SPRINGFIELD, Mo- Once the storm calmed, volunteers from across the country flocked to southwest Missouri to help those who lost everything. Strangers became friends while putting the pieces to the community back together. 

For the next three years, more than 180,000 volunteers spent over one point five million hours on the ground helping clean up from the deadly storm. One million, five hundred and forty two thousand, three hundred and fifty three hours were spent lending a hand, that equals more than 176 years of service in Joplin.

Volunteers came from all walks of life both young and old and every day people including one man who put his love for music to the side to help out when his hometown needed it the most.

“The only thing you could hear after it happened were sirens and people screaming,” says volunteer Jared Harder.

That’s when Jared Harder’s home town looked more like a war zone instead of southwest Missouri. It’s been five years but he remembers the day his community changed forever.

“It was just piles of rubble. I mean, like I said, didn’t know what street you were on, didn’t recognize anything,” says Harder. 

Days later, “I did it everyday for about three months,” the aspiring musician went from picking a guitar to picking up the pieces to the town he calls home.

“I don’t think I thought about music at all during that three months and I was okay with that. It didn’t matter to me. There was one thing that did matter and it was about bringing our community back together.”

In the following weeks, months and even years after the EF-5 tornado, thousands of volunteers became Joplin locals instead of strangers.

“On Tuesday is when we started disaster relief so it was within 48 hours after the storm hit that we were out involved in doing stuff,”

When a disaster strikes, communities rely on organizations like Convoy of Hope to help out. But Jeff Nene says this one hit too close to home.

“You go down there to respond and all of a sudden, the stores that you shopped in, the restaurants that you went to, they are gone,” says Jeff Nene

Overall, Convoy of Hope built 13 homes, renovated 19, and had to remove 75 foundations from homes blown away.

“The city lost so many of their homes, so much of their infrastructure, so many businesses. Its like, where do you start?” says Nene.

Jared says, during the immediate clean up, having conversations is just as important as doing the heavy lifting.

“So many people look at disaster as get in, get out, do as much of it as you can, be effective but I think its more than that, I think its also about engaging and interacting with those people that have been through that,” says Harder.

Through Convoy Of Hope, almost four thousand volunteers  spent nearly twenty thousand hours on the grounds lending a hand.

“They donated so much in the way of food and supplies,” says Nene.

And gave away 1.9 million dollars worth of food and other necessities.

“We started to provide food and water for some of the first responders, fire fighters, police, things like that. That was our first step which was immediately followed by trying to provide those same materials for home owners.”

Five years ago, Cunningham Park sat in the pathway of the destructive tornado that took folks’ lives, wiped out their homes and businesses and destroyed part of Joplin. Today, they’ve built a memorial so that people will never forget what happened on May 22.

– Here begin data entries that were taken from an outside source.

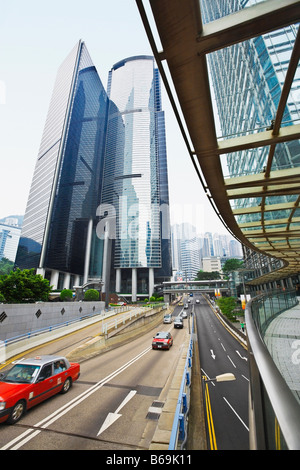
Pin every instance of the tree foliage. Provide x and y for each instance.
(66, 295)
(226, 305)
(6, 266)
(24, 286)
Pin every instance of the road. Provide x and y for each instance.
(114, 405)
(220, 353)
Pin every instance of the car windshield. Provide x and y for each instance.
(161, 335)
(21, 373)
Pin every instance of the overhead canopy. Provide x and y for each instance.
(186, 42)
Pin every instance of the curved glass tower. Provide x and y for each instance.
(135, 184)
(57, 234)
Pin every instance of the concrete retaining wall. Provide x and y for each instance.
(19, 319)
(122, 335)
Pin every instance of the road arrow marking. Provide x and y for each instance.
(242, 357)
(112, 417)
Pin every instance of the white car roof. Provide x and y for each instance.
(42, 360)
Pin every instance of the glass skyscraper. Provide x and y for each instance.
(135, 184)
(247, 80)
(102, 156)
(58, 232)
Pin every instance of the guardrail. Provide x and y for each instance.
(18, 344)
(274, 410)
(179, 429)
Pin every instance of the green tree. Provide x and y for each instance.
(24, 286)
(231, 265)
(66, 295)
(6, 266)
(227, 305)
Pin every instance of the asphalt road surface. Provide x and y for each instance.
(221, 353)
(110, 407)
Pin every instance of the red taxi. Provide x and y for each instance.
(32, 381)
(162, 340)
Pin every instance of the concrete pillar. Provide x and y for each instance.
(54, 279)
(151, 282)
(41, 271)
(67, 281)
(118, 280)
(134, 284)
(88, 251)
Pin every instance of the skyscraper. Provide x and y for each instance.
(58, 231)
(248, 79)
(135, 185)
(101, 159)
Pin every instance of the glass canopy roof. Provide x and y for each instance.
(256, 193)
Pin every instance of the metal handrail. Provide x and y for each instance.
(182, 405)
(283, 402)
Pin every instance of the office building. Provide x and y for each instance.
(135, 187)
(9, 239)
(59, 228)
(101, 159)
(247, 80)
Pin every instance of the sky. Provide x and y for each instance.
(35, 38)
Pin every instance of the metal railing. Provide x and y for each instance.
(274, 410)
(179, 429)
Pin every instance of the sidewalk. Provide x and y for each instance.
(282, 339)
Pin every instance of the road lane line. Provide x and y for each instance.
(112, 417)
(68, 406)
(211, 429)
(236, 414)
(231, 361)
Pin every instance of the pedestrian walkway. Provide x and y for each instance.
(282, 339)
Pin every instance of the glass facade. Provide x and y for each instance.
(66, 185)
(135, 185)
(100, 156)
(247, 80)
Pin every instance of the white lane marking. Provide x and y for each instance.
(242, 357)
(231, 361)
(67, 407)
(236, 414)
(112, 417)
(244, 377)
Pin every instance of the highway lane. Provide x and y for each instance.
(108, 407)
(219, 353)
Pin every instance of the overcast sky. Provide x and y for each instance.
(35, 38)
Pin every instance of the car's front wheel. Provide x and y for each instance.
(67, 385)
(17, 412)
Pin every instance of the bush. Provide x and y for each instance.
(91, 295)
(24, 286)
(227, 305)
(66, 295)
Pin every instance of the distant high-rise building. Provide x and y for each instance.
(58, 233)
(135, 186)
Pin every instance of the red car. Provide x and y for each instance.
(162, 340)
(32, 381)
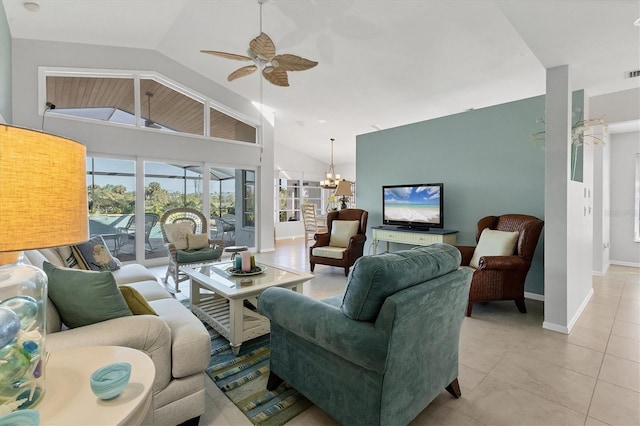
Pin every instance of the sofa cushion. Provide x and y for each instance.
(132, 273)
(66, 253)
(494, 243)
(84, 297)
(342, 231)
(95, 255)
(150, 290)
(328, 251)
(207, 253)
(197, 241)
(135, 301)
(177, 234)
(374, 278)
(190, 341)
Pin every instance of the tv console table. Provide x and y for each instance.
(397, 234)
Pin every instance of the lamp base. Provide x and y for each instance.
(344, 200)
(23, 299)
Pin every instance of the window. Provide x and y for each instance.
(636, 237)
(166, 109)
(112, 203)
(110, 97)
(289, 200)
(312, 194)
(97, 98)
(249, 198)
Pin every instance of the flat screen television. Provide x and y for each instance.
(418, 206)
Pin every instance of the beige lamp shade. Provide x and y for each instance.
(43, 195)
(344, 189)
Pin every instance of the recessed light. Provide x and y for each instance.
(31, 6)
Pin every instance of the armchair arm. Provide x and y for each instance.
(502, 263)
(147, 333)
(322, 239)
(467, 254)
(326, 326)
(216, 243)
(173, 251)
(356, 240)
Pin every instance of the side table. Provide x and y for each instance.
(234, 250)
(68, 399)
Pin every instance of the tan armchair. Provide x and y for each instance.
(502, 277)
(311, 223)
(176, 226)
(343, 242)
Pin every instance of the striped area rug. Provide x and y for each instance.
(243, 379)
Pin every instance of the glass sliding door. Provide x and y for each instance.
(167, 186)
(112, 203)
(232, 198)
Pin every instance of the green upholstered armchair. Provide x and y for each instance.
(380, 353)
(181, 228)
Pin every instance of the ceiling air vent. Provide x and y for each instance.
(632, 74)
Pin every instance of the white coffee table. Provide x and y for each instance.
(68, 399)
(219, 299)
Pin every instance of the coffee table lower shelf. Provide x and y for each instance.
(215, 310)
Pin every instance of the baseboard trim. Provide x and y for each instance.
(582, 307)
(555, 327)
(534, 296)
(621, 263)
(567, 329)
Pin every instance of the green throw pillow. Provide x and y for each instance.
(84, 297)
(136, 302)
(95, 255)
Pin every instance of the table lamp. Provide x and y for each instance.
(344, 191)
(43, 203)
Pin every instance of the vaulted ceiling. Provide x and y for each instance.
(382, 63)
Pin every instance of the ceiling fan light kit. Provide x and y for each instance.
(332, 180)
(262, 51)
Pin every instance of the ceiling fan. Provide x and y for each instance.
(262, 51)
(148, 122)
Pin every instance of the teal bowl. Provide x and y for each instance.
(26, 417)
(109, 381)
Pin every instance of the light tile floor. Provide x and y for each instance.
(512, 371)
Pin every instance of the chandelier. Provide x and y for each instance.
(331, 182)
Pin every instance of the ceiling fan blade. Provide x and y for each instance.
(263, 47)
(227, 55)
(277, 76)
(241, 72)
(292, 62)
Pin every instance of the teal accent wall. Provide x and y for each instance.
(484, 157)
(5, 67)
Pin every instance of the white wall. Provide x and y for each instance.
(601, 204)
(298, 165)
(5, 68)
(624, 147)
(28, 55)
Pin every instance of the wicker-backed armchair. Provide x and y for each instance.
(503, 277)
(179, 256)
(326, 252)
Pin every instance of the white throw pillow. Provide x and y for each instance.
(342, 231)
(197, 241)
(177, 234)
(494, 243)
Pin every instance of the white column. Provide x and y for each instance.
(557, 158)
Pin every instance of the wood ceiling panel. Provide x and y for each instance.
(168, 107)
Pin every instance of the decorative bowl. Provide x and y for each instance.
(27, 417)
(109, 381)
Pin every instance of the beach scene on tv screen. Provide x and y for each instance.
(412, 204)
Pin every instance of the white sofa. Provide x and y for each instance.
(177, 342)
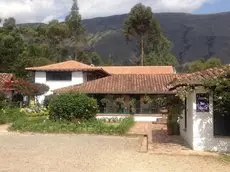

Jared says many people including himself have a hard time talking about that day.

“I just think, the things that were seen, you know, I think nothing prepares you for that. I remember being a changed person, it really did change my life,” says Harder.

One thing easily spoken is the appreciation for the volunteers who joined together.

“Literally, being the hands and feet of Jesus to these communities.”

Because on May 22, 2011, helping hands from around the world descended on southwest Missouri.

“I don’t think a community is ever the same. I think they achieve what we call a new normal,” says Nene.

And that day taught Jared lessons he will hold onto for the rest of his life.

“You learn a lot about priorities and what’s really important and what really matters and what doesn’t,” says Harder.